Para el que no lo sepa, la ciudad de Malaca es Patrimonio Cultural de la Humanidad, por su rica Historia, Tradición, Arquitectura, Artesanía, etc.
Esta tierra fue invadida y colonizada por chinos, portugueses, holandeses, británicos, japoneses y por todo aquel gentilicio que haya estado de paso por esta zona. Incluso, hace unos años los Mc Donals, los Starbucks, los Burguer King, etc., también han invadido a Malaca, encabezados por sus generales los centros comerciales (mall). Ya el número de mall se acerca al número de palmas.
El fin de semana que visitamos a Malaca coincidió con los días feriados de Malasia por sus Fiestas Patrias y también con los feriados de Singapur que también cumple años de fundación. Eso significó que buena parte de los millones de habitantes de Malasia estuvieran en las calles de Malaca y también millones de singapurenses que sólo tienen que tomar un bus y en 4 horas ya están en esa ciudad Patrimonio Cultural, a través de un puente que se construyó desde la Isla de Singapur a la Península de Indochina.
Un enorme y cómodo hotel nos recibió, pero poco estuvimos en él. Había que gastarse el tiempo en disfrutar la maravillosa ciudad.
Lo primero que me impresionó fue escuchar música latina en las radios. Incluso disfruté de un bolero de vieja trova cubana cantado por una malaya y en su idioma. En serio, es una vivencia muy extraña.
Visité parte de los millones de museos que brotan en la ciudad como los mall y como las palmas en los campos. Menciono algunos: Museo marítimo (donde hay un galeón portugués del Siglo XVI rescatado y restaurado), Museo del Islam, Museo del Pueblo, Museo de la Cultura, Museo Histórico, Museo Natural, y si no hay Museo de Arte Precolombino y Museo de la Revolución, es porque a Colón y a Fidel no les dio tiempo pasar por ahí.

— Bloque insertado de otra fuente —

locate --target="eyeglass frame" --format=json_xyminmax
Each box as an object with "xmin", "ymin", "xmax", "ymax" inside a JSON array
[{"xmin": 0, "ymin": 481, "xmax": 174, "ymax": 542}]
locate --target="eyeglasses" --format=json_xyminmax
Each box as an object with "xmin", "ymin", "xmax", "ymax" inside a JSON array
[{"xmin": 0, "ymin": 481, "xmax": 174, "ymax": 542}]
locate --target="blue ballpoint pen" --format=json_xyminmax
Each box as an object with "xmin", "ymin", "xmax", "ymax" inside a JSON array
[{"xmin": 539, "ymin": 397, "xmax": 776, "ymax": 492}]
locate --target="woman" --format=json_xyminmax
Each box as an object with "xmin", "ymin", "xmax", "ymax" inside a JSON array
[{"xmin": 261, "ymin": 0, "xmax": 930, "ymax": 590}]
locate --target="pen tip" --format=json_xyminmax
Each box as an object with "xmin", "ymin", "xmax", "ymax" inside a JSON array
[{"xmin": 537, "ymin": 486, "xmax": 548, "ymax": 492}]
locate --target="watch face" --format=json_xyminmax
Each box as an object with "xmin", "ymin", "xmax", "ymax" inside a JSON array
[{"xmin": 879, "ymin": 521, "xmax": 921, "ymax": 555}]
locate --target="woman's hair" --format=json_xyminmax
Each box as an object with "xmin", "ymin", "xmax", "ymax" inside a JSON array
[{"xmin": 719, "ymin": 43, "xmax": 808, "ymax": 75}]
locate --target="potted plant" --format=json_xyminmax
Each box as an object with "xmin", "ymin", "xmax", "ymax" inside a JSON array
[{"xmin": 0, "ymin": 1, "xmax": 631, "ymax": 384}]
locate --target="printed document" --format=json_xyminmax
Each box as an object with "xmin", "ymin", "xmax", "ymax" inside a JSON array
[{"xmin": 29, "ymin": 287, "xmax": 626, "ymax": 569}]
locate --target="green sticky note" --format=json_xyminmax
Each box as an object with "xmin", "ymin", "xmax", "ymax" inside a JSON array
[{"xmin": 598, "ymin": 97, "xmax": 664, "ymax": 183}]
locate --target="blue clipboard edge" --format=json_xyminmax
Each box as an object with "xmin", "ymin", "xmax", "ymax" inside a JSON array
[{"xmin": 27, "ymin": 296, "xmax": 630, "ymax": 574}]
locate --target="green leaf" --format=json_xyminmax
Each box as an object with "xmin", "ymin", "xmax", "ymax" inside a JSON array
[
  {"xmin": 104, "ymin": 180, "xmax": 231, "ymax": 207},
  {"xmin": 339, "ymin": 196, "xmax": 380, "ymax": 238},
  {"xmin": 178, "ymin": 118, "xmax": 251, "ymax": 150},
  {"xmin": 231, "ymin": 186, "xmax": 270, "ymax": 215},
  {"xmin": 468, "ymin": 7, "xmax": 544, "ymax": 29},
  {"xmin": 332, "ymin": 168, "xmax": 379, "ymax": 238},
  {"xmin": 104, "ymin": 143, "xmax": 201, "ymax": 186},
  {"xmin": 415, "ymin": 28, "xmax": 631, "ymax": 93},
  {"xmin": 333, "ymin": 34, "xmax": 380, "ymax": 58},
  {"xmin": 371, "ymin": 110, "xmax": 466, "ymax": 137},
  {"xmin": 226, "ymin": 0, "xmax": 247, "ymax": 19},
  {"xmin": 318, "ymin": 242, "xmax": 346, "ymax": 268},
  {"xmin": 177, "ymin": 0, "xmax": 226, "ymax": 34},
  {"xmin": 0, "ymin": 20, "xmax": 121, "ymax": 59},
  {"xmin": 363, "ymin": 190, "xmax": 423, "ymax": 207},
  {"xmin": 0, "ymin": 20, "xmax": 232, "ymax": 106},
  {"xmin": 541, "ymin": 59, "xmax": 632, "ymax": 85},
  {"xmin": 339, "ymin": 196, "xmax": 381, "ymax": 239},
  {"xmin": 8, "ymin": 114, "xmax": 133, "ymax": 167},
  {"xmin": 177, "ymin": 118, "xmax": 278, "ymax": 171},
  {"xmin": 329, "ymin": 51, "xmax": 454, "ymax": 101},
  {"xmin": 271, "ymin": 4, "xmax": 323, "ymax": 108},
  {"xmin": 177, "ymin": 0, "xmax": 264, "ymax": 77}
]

Uno que me interesó mucho fue la réplica de la Casa del Sultán de Malaca antes de las invasiones. Las paredes de madera tallada, los vestuarios del Sultán y la Sultana que usaban para cada ceremonia, las joyas y sobre todo las armas, donde les dejaban claro a todos que a ellos nadie los inSultan.
Pero la mayor atracción de la ciudad es pasear por Junker Street, una calle muy estrecha de cinco o seis cuadras de largo, con comercios y restaurantes en ambas veredas y muchos puestos improvisados en las aceras donde se vende lo mismo un juguete, una artesanía, que un pescado frito.
Imagínense millones de personas caminando para allá y para acá en esa callecita, donde también pasan autos y todo a casi 40 grados Celsius. Lo más fácil para los lugareños es vender platos de pato a la naranja, pato pequinés, etc., porque usan unas redes encima de sus puestos ambulantes para recoger los patos que caen asados ya.
La multitud es tal que no puedes detenerte a ver nada de lo que muestran en las aceras o locales, el tumulto te lleva, te arrastra casi sin tocar el piso. Las sombrillas de las mujeres son peligrosísimas porque te sacan un ojo si te descuidas un segundo. Me da la impresión que en por lo menos en esta parte de Asia, la estatura promedio es mucho más baja que la nuestra.
Entonces pegados unos con otros nos vamos deslizando por la calle y soltando dos litros de sudor por cada centímetro cuadrado de piel. Y no voy a mencionar los olores a esa hora del día con el sol en su cenit. Con decirles que fue tanto que en un instante se me nubló la vista y no puedo asegurar o no que me desmayé, pero sí puedo contar que caí y no al suelo, obvio, sino a la mar de cabezas y sombrillas que me rodeaba. Entonces, como recital de rock duro, me pasearon acostado en brazos por encima de sus cabezas y me dejaron amablemente en una esquina, al lado de un fogón encendido donde hacían sopa de pescado y donde la temperatura alcanzaba los 57 grados celsius. Allí sí me desmayé y por suerte, enseguida fui rescatado por una valiente escuadra de bomberos malayos que me llevaron a una plaza, donde me metí de cabeza en una fuente, algo que me arrepiento ya que estaba llena de peces rojos, los cuales se burlaron mucho de mi desgracia, aunque allí me aseguraron que sólo se asustaron.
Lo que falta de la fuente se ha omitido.